At the time they were contemplating these questions, says Jurisica, the largest Linux cluster was in nearby Buffalo and had about 2,000 cores. But the math quickly dispelled any thoughts that even this would be enough. Each image required two hours of analysis, and they had more than 120 million crystallographic images.
 
“If we completely took over the Linux cluster in Buffalo, [the computation] would take about 180 or 200 years,” he smiles. “Obviously, the cluster will die before it’s done.” As would he and his group.
 
Then he met the folks from IBM and the World Computing Grid, which he says offered him effectively unlimited computing power.

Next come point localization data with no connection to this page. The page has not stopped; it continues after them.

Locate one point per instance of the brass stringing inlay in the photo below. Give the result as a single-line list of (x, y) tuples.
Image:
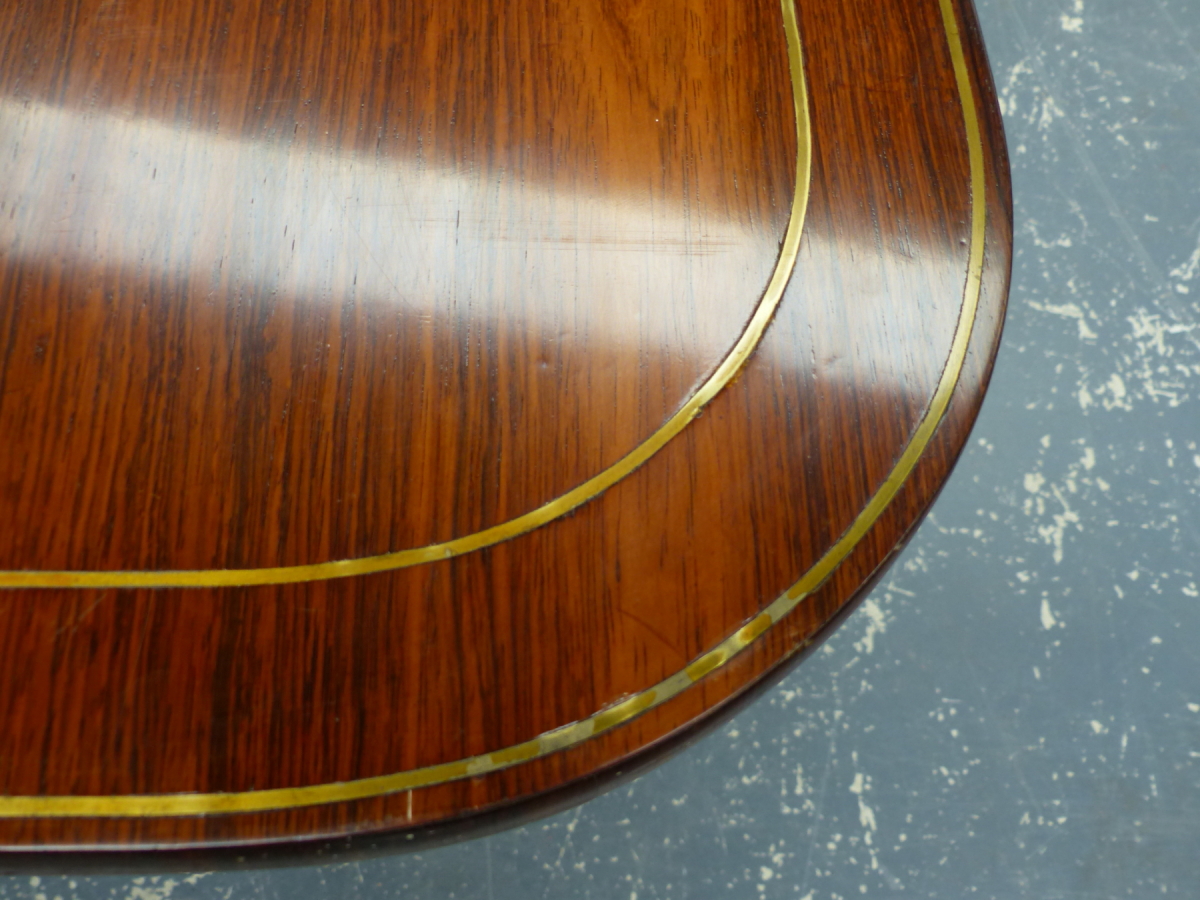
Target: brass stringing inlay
[(198, 804)]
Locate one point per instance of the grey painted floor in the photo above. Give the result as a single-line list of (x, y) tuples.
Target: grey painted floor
[(1017, 711)]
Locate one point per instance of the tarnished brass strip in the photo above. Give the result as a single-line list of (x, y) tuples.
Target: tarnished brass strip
[(527, 522), (207, 804)]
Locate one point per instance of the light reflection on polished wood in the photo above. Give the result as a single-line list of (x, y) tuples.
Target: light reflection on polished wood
[(281, 688)]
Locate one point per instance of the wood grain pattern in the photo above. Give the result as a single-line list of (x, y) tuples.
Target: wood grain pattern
[(317, 281)]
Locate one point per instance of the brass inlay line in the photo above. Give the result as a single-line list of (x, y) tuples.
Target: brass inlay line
[(201, 804), (523, 523)]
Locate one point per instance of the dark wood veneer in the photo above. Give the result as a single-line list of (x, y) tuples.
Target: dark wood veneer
[(292, 282)]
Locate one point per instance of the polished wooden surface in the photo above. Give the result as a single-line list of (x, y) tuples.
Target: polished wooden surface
[(295, 283)]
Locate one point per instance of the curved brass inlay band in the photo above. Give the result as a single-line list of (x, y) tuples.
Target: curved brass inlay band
[(199, 804), (523, 523)]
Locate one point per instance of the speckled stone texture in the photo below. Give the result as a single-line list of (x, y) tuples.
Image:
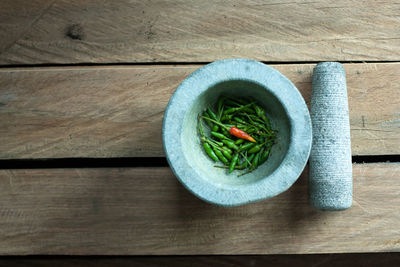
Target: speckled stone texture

The same work that would have taken 200 years in Buffalo was completed in only 5.5 years on the Grid.
 
Starting in November 2013 on the Mapping Cancer Markers project, Jurisica’s team was given access to about a third of the Grid’s machines, which currently number around 2.9 million, allowing the group to process about 258 CPU-years per day.
 
“The World Community Grid frees you up from thinking 'what can I afford to do,'” Jurisica enthuses, “and rather, asking the question 'what would make sense, regardless of whether I can afford to compute it or not.'”
 

NG$
 
A 2013 Frost & Sullivan report on NGS informatics suggested that data analysis tools and related resources earned revenues of $170 million in 2012, with a projected market value of $580 million by 2018, for a compound annual growth rate (CAGR) of almost 23 percent.
 
“With sequencing data production forecast to grow at a CAGR of more than 75 percent between 2012 and 2018, researchers will need efficient NGS informatics solutions to manage, analyze and interpret this escalating amount of data,” argued Frost Senior Industry Analyst Christi Bird in describing the report. “As the number of applications for NGS continues to grow, the implementation of NGS informatics will go up.”
 
One of the challenges the report foresees in the market, however, is the wealth of free and open-source informatics resources available to NGS end-users, which may make researchers reluctant to expend dwindling research funding dollars on off-the-shelf products and services.
 
“As the market matures and informatics prices fall, competitors will rely not just on the expanding volume of users and NGS data developed, but also on the high-value interpretation sector of the market to sustain profits globally,” Bird continued. “Suppliers that can develop high-value, simple and streamlined turnkey solutions will find success.”
 
Discussing the biomarker landscape but expanding the discussion beyond solely NGS informatics, BCC Research suggested that the broader biomarker bioinformatics market could dramatically expand for the $2.3 billion it earned in 2013 to almost $5.2 billion by 2018, but this success may bring its own baggage.
 
“The growth of the bioinformatics market is driven by a decrease in the cost of DNA sequencing, increasing government funding and initiatives, and growing use of bioinformatics in drug discovery and biomarkers development processes,” stated Jackson Highsmith, BCC biotech analyst. “However, factors such as a dearth of skilled personnel to ensure proper use of bioinformatics tools and a lack of integration of a wide variety of data generated through various bioinformatics platforms are hindering the growth of the market.”